Brrr! It just seems to be a fact of life that most barns are chilly in wintertime. Finding a balance between proper ventilation and "frostbite" can prove to be quite a challenge. Happily, with a little advance planning and a few supplies from your local hardware or farm supply stores, your barn can become a cozy santuary for your horse, and a lot less work and misery for you.
Of course several horses in a barn can raise the temperature with their own body heat, but along with that comes excess moisture so proper ventillation is a must. However, if your barn more aptly resembles a wind tunnel, it's time to get out the hammer and nails. Loose shingles or sheetmetal should be battened down, and broken windows replaced. Windows can be boarded up with plywood or even cardboard if money is tight.

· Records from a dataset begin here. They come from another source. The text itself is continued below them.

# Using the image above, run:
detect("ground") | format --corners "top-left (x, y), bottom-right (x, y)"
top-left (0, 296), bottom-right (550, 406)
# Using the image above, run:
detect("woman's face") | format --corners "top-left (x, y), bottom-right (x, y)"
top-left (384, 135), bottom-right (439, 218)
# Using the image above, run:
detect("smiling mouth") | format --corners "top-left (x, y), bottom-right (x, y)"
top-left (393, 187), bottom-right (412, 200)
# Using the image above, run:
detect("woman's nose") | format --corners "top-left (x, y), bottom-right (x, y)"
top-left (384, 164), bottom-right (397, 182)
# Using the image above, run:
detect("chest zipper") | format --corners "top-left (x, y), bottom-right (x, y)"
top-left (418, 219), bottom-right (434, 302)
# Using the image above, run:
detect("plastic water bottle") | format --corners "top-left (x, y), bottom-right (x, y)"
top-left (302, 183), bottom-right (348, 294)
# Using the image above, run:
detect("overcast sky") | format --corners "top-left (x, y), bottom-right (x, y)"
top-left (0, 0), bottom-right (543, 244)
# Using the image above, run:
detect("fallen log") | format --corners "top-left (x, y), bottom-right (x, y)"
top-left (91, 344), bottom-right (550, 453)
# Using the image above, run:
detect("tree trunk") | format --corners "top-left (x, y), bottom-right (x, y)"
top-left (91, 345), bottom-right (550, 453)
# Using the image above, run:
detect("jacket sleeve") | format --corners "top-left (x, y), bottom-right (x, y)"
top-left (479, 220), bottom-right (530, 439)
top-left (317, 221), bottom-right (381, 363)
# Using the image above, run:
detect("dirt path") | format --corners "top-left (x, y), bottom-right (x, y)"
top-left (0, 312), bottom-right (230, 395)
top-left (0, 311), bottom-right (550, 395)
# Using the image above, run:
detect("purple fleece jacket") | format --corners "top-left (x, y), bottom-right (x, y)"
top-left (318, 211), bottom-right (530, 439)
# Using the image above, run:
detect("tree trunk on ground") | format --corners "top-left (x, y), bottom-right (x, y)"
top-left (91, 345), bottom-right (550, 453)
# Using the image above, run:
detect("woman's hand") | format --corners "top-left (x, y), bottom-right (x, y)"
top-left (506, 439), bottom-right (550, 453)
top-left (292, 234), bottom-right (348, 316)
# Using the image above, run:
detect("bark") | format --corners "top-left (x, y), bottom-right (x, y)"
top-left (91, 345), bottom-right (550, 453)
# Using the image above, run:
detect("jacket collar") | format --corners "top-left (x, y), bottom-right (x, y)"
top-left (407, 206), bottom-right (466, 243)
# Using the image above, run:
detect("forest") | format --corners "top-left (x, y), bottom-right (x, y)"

Simply cleaning out the gutters can do much toward keeping your barn free from pooling water inside, allowing a free flow that can be directed downhill and away from the barn.
A clean barn with the aisleways clear of debris can do much toward making your job of caring for your horses easier. Installing shelving for your meds, grooming supplies and tools and adding pegs for hanging halters, bridles and lead ropes can keep you organized and make preparing for a winter ride a snap. Store grain in rodent proof containers with tight lids. Make sure, too, that any water heating systems are grounded cover electrical wires with PVC pipe coverings to prevent accidents to your horse.
Make sure too that your stalls are large enough for your horses to move around freely, since exercise is essential toward keeping the muscles from cramping, the blood flowing, and improves digestion of foodstuffs.
Many horseowners feel that keeping a horse out in the open air is healthier than cooped up in a barn, since this is the way horses in the wild live. However, a horse in the wild will seek whatever shelter is available during really inclement weather and without fences to inhibit the search can rely on instinct to help it survive. Because domesticated horses are fenced in, it is best to provide a proper 3 sided shelter with its back to the wind. Of course, if you have an alpha horse who marches in and refuses to allow the others in your herd to enter, it might be best to provide several shelters, or a very largeshed.
Allowing your horse to put on extra weight while gradually increasing its food intake can do a lot toward keeping it warm, and a shaggy winter coat, while not as attractive, is nature's way of providing the necessary protection from the weather.